Рассердился на меня Бабель только однажды, когда я на полчаса опоздала домой покормить ребенка. У начальника Метростроя было важное совещание, и я не могла уйти вовремя, а когда оно кончилось, я, понимая, что опаздываю, приняла предложение одного архитектора довезти меня до дома. В машине я сказала ему, что должна кормить дочку, и он довольно быстро довез меня домой. Кричащую Лиду я услышала, уже отпирая дверь, а поднявшись по лестнице, увидела Бабеля с девочкой на руках, шагавшего из угла в угол по комнате. Он встретил меня словами: «Ну зачем вам понадобился этот ребенок? Чтобы мучить его?» А когда Лида была уже накормлена и тут же уснула, накричавшись, Бабель, успокоившись, сказал: «Хотите, проползу на коленях от дома до Метропроекта, только бросьте работать».

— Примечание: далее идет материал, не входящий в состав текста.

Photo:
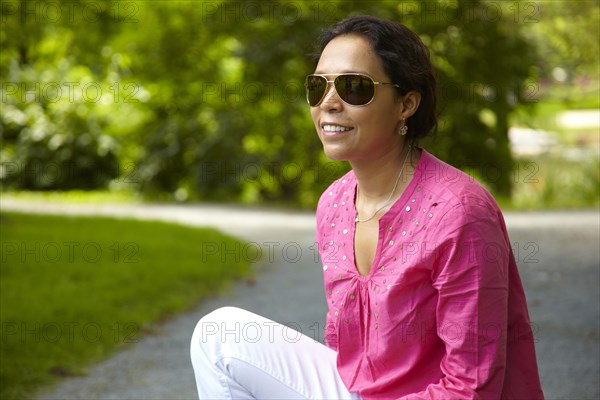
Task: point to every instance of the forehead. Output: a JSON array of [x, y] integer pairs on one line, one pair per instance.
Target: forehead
[[349, 53]]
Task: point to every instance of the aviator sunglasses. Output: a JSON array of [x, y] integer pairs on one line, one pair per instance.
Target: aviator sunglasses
[[353, 89]]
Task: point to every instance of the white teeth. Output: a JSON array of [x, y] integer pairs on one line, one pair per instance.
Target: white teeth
[[335, 128]]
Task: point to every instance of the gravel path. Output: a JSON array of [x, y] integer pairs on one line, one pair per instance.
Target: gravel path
[[557, 252]]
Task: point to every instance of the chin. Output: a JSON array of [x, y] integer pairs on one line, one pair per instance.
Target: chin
[[336, 154]]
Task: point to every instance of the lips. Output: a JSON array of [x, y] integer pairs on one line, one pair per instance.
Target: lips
[[333, 129]]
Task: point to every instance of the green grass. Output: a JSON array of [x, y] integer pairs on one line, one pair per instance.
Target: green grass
[[74, 289], [75, 196]]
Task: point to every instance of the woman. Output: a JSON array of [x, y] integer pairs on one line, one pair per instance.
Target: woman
[[424, 296]]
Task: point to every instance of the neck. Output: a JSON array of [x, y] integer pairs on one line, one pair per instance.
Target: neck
[[376, 178]]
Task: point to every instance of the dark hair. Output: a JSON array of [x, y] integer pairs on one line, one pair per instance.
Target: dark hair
[[405, 60]]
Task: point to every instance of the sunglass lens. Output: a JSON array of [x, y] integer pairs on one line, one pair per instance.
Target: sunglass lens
[[315, 89], [355, 89]]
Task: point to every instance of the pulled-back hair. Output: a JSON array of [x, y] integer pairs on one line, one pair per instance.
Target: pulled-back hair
[[405, 60]]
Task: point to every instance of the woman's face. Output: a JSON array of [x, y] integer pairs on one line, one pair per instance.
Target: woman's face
[[372, 129]]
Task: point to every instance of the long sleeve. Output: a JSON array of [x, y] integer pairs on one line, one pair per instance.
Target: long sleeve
[[471, 278]]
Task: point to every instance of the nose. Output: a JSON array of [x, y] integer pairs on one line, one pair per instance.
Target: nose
[[331, 101]]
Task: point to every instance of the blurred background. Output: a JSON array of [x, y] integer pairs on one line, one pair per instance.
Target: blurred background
[[202, 102]]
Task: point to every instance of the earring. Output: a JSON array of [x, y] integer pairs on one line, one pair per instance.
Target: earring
[[403, 129]]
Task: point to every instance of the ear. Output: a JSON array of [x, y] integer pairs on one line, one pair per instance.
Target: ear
[[409, 103]]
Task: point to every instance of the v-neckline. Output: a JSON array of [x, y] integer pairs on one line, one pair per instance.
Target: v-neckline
[[408, 191]]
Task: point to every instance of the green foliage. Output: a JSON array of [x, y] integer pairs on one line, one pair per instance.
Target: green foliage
[[205, 100], [71, 292]]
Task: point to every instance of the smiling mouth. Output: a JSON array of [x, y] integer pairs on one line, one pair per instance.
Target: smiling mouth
[[334, 129]]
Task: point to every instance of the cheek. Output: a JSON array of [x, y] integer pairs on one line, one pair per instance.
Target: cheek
[[314, 114]]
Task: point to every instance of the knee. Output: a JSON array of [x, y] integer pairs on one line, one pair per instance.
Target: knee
[[211, 327]]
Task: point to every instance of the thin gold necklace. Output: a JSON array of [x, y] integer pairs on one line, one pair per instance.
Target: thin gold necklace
[[387, 202]]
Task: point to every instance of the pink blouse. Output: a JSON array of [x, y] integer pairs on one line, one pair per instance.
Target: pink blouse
[[442, 313]]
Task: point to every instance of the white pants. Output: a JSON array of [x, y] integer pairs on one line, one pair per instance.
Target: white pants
[[240, 355]]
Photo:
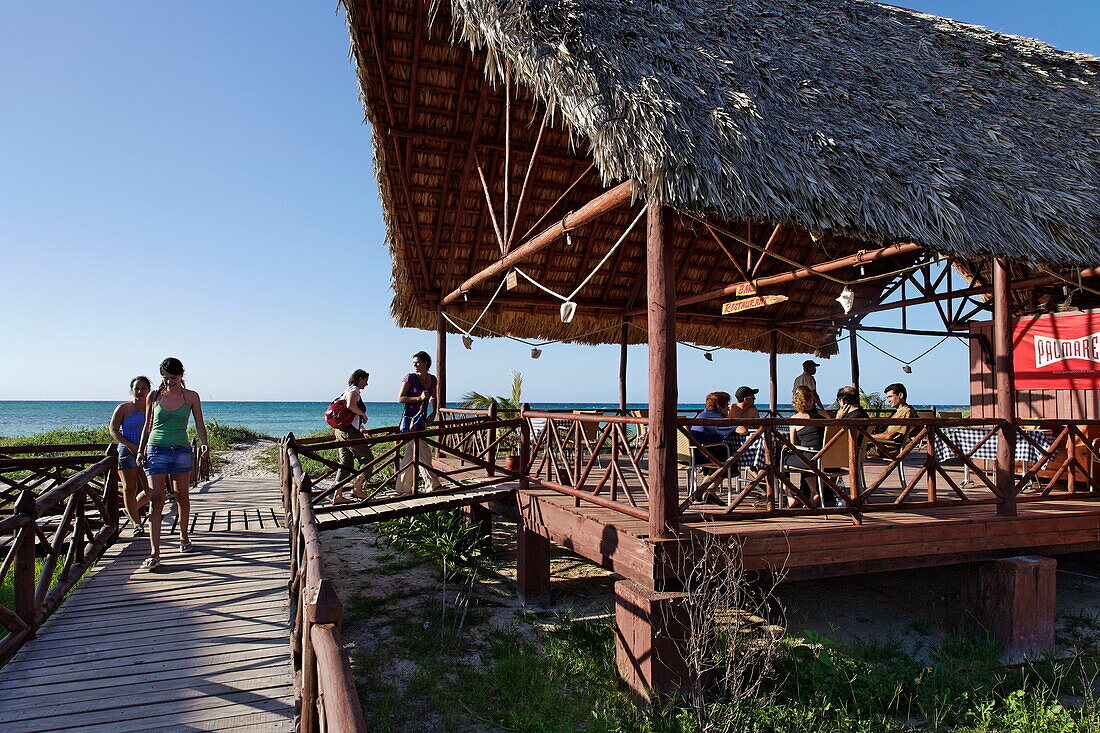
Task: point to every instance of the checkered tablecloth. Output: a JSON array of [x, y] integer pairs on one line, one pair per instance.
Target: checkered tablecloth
[[752, 457], [966, 438]]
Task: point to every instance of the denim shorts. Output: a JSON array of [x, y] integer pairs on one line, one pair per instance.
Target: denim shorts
[[127, 460], [162, 460]]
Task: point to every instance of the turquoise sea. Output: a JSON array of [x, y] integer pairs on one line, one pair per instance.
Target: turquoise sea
[[276, 418]]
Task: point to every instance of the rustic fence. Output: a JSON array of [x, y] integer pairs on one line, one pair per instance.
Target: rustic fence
[[323, 680], [57, 515], [938, 462]]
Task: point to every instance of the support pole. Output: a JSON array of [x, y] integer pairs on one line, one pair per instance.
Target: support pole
[[623, 337], [1005, 389], [440, 360], [663, 483], [773, 373], [855, 358]]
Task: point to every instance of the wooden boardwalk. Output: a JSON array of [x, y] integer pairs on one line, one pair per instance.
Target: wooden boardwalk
[[345, 515], [199, 644]]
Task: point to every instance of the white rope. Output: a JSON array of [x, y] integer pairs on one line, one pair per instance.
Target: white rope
[[593, 273]]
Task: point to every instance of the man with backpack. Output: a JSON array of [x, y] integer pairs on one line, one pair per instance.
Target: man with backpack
[[348, 417]]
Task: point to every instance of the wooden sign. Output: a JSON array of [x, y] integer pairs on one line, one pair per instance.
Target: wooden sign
[[747, 304]]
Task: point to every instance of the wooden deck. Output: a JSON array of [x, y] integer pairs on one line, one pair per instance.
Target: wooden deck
[[199, 644], [816, 546], [345, 515]]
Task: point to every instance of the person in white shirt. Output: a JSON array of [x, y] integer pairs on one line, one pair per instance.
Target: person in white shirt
[[351, 455], [807, 380]]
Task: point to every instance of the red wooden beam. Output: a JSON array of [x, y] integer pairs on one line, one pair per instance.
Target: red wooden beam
[[596, 207]]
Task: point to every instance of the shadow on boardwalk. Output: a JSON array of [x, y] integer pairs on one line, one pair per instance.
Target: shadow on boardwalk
[[199, 644]]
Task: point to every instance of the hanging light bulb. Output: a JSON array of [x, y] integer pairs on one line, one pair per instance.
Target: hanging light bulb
[[847, 298], [568, 308]]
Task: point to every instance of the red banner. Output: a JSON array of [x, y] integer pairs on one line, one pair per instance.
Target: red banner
[[1057, 352]]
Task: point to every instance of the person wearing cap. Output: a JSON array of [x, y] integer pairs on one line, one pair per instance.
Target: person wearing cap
[[745, 407], [807, 380]]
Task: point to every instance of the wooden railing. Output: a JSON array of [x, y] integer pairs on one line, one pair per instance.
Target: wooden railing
[[323, 680], [64, 514], [594, 458], [603, 460], [470, 436]]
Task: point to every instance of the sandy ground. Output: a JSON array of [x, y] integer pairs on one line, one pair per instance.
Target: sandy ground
[[914, 608], [242, 459]]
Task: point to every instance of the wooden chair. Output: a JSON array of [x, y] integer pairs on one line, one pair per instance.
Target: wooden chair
[[832, 460], [641, 429], [691, 459]]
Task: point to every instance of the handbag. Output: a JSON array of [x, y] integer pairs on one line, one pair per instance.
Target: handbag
[[338, 415]]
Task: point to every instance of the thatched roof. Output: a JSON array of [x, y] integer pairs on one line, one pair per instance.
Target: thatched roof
[[851, 123]]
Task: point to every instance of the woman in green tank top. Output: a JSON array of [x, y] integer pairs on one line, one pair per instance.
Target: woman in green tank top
[[166, 455]]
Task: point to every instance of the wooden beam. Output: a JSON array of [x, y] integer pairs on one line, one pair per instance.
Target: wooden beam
[[1005, 392], [595, 208], [624, 334], [440, 360], [663, 482], [773, 373], [859, 258]]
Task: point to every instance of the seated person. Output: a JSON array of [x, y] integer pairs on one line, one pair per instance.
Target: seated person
[[897, 397], [744, 407], [847, 401], [716, 407], [807, 438]]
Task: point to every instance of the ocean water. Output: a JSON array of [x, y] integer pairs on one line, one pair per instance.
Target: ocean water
[[275, 418]]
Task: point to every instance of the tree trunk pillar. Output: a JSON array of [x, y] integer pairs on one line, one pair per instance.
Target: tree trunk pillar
[[661, 320], [773, 373], [440, 360], [623, 353], [651, 632], [1005, 389]]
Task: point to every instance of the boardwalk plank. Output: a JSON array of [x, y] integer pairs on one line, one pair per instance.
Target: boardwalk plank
[[201, 645]]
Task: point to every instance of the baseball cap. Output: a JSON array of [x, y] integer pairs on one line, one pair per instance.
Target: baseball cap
[[745, 392]]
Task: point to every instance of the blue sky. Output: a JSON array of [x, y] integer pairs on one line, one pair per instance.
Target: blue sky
[[195, 178]]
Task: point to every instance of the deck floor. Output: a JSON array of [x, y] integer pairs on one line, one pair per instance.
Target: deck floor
[[199, 644], [815, 546]]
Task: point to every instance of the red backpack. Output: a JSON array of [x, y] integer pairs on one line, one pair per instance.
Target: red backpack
[[338, 415]]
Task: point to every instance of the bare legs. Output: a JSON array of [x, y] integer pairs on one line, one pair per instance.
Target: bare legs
[[134, 493], [179, 484]]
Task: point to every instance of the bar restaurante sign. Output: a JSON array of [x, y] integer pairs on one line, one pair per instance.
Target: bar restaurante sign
[[746, 304], [1057, 352]]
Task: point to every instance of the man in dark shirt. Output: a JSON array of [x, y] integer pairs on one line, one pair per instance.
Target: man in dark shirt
[[847, 400]]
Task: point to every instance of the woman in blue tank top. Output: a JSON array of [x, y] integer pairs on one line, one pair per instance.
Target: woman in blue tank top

Но это было несерьезно, он очень гордился моей работой, уважительно и с интересом к ней относился. А также хорошо знал, что я никогда не брошу работать.

Бабель очень боялся, что наша девочка унаследует от него слабую носоглотку, поэтому старался закаливать дочь. На даче в Переделкино не пропускал ни одного летнего дождя, чтобы не раздеть Лиду донага и не отправить ее под дождь во двор. Лида, конечно, была в полном восторге, прыгала под дождем по лужам, брызгалась, подбегала даже под струю в водосточной трубе, при этом визжала, кричала, хохотала. И как я ни упрашивала забрать девочку домой, Бабель не соглашался. И уже тогда, когда у девочки синели губки, я хватала ее, вытирала и закутывала в теплое.

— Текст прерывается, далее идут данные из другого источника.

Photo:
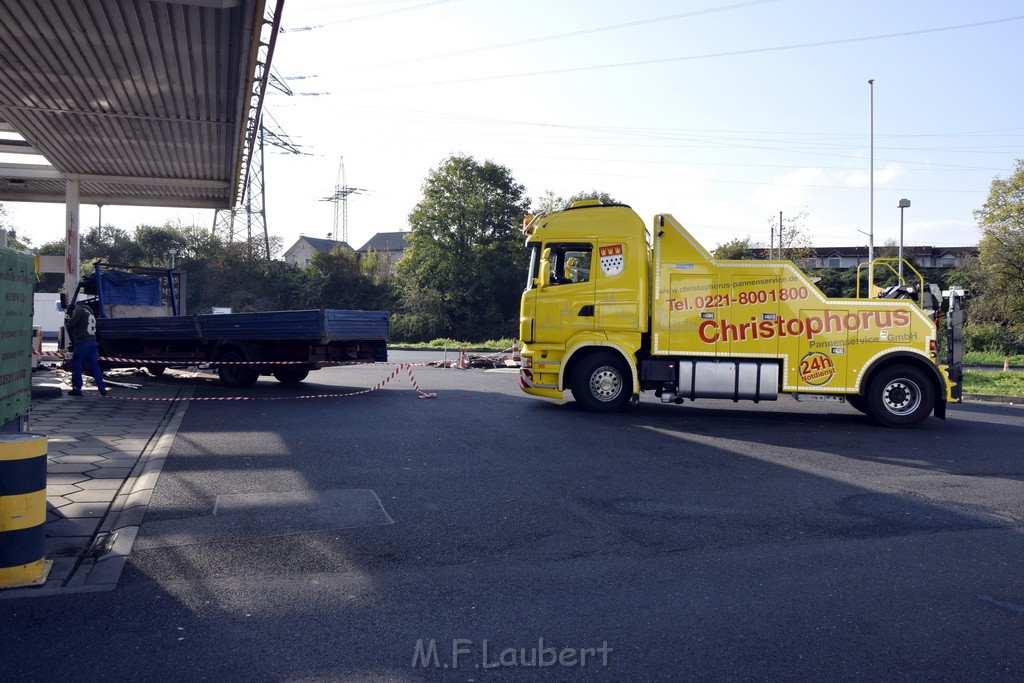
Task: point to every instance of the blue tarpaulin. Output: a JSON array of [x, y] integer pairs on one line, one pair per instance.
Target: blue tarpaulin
[[118, 288]]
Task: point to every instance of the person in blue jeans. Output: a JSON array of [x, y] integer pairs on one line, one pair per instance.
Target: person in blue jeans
[[82, 333]]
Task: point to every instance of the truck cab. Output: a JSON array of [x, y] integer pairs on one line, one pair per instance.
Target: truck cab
[[611, 309]]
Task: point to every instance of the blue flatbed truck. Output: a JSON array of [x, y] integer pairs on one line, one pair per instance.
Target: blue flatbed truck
[[140, 323]]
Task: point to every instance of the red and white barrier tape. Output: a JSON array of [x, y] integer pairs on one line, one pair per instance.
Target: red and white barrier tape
[[142, 361], [408, 367]]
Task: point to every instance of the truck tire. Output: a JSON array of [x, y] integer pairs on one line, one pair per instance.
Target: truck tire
[[900, 396], [291, 374], [236, 377], [601, 383]]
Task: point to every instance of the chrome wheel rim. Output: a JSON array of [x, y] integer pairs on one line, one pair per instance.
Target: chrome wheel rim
[[901, 396], [605, 384]]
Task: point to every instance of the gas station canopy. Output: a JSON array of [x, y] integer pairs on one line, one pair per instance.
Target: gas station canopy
[[143, 102]]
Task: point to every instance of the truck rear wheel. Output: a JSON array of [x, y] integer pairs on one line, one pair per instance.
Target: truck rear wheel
[[601, 383], [237, 377], [291, 374], [900, 396]]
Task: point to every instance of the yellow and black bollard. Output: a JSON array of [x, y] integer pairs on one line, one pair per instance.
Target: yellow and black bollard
[[23, 509]]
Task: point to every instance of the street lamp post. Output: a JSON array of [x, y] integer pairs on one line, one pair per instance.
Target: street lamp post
[[903, 204]]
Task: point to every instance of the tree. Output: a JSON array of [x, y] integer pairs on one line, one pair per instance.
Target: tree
[[462, 274], [335, 280], [734, 249], [794, 241], [550, 202], [1000, 267]]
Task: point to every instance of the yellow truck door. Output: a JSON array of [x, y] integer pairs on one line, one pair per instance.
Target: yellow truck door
[[565, 304]]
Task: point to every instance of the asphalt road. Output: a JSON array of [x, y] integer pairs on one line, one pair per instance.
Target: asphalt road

И, наверное, Бабелю удалось все же закалить Лиду, потому что она и в детстве, и потом простужалась очень редко.

Сам же Бабель простужался часто, и насморк у него был просто катастрофический. И продолжалось это до тех пор, пока он не сделал прокол гаймеровой полости у профессора Шапиро, знаменитого в Москве ларинголога.

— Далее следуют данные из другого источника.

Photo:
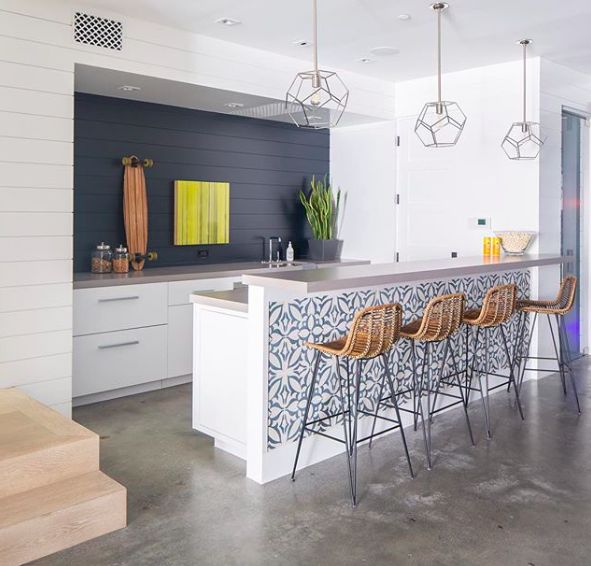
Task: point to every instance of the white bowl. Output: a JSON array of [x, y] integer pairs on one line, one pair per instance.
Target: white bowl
[[515, 242]]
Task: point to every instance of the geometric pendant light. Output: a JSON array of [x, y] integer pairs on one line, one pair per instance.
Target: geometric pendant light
[[523, 140], [440, 123], [316, 99]]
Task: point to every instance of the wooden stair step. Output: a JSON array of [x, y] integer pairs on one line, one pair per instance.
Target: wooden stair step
[[54, 517], [39, 446]]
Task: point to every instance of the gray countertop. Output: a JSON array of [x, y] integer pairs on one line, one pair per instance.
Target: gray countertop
[[350, 277], [192, 272], [235, 300]]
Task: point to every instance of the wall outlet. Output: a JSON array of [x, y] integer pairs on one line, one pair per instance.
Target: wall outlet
[[480, 223]]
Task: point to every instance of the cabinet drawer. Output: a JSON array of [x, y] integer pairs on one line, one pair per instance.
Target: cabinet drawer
[[118, 308], [103, 362], [179, 292]]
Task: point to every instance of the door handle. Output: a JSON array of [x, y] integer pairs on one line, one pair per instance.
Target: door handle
[[119, 345], [113, 299]]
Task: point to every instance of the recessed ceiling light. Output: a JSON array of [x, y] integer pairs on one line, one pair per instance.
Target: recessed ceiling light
[[228, 22], [384, 51]]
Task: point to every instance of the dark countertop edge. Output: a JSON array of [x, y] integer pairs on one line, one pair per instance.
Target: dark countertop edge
[[87, 280], [367, 281]]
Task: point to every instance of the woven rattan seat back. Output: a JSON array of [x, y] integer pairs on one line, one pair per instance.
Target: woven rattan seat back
[[442, 317], [566, 294], [498, 305], [374, 331], [561, 305]]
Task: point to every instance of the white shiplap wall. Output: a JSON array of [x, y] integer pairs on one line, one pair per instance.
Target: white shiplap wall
[[36, 159], [37, 65]]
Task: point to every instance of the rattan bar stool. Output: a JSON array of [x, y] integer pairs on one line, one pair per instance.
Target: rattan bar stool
[[497, 308], [373, 332], [552, 309], [440, 321]]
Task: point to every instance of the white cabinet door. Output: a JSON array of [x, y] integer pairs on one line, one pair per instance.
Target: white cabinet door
[[103, 362], [180, 320], [106, 309], [180, 343]]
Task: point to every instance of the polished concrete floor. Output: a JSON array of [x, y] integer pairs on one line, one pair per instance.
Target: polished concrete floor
[[523, 498]]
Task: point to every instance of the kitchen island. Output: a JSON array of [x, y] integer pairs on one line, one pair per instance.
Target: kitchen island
[[251, 366]]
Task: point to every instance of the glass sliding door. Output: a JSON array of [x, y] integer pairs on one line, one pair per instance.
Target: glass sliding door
[[571, 226]]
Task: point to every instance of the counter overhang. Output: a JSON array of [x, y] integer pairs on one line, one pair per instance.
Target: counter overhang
[[336, 278]]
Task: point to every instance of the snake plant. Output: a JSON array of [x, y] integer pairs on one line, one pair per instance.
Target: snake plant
[[322, 208]]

Бабель очень увлекался людьми, но часто быстро в них разочаровывался. Однажды он мне говорит: «Здесь гостит один мой знакомый француз, он влюбился в нашу балерину, и чтобы они могли поговорить, я пригласил их на воскресенье к обеду». Когда пришли гости, мы с Бабелем сразу же влюбились в балерину. Она была очень мила и в то же время скромна, особенно хороши были ее синие глаза. Француз не говорил по-русски, балерина — по-французски, Бабель переводил, и, тем не менее, после обеда мы удалились, чтобы дать им возможность посидеть за столом и как-то объясниться.

Но Бабеля охватило волнение: «Такая девушка! Ни за что нельзя отдавать ее французам, самим пригодится! Я скажу ей, чтобы не выходила замуж за этого болвана!» — Он никак не мог успокоиться.

Они приходили к нам еще несколько раз. И вдруг, после их очередного визита, Бабель, совершенно забыв, что говорил мне раньше, произносит: «Нет, скажу Жоржу, чтобы он на этой дуре не женился!» Так наступило разочарование, и очень скоро.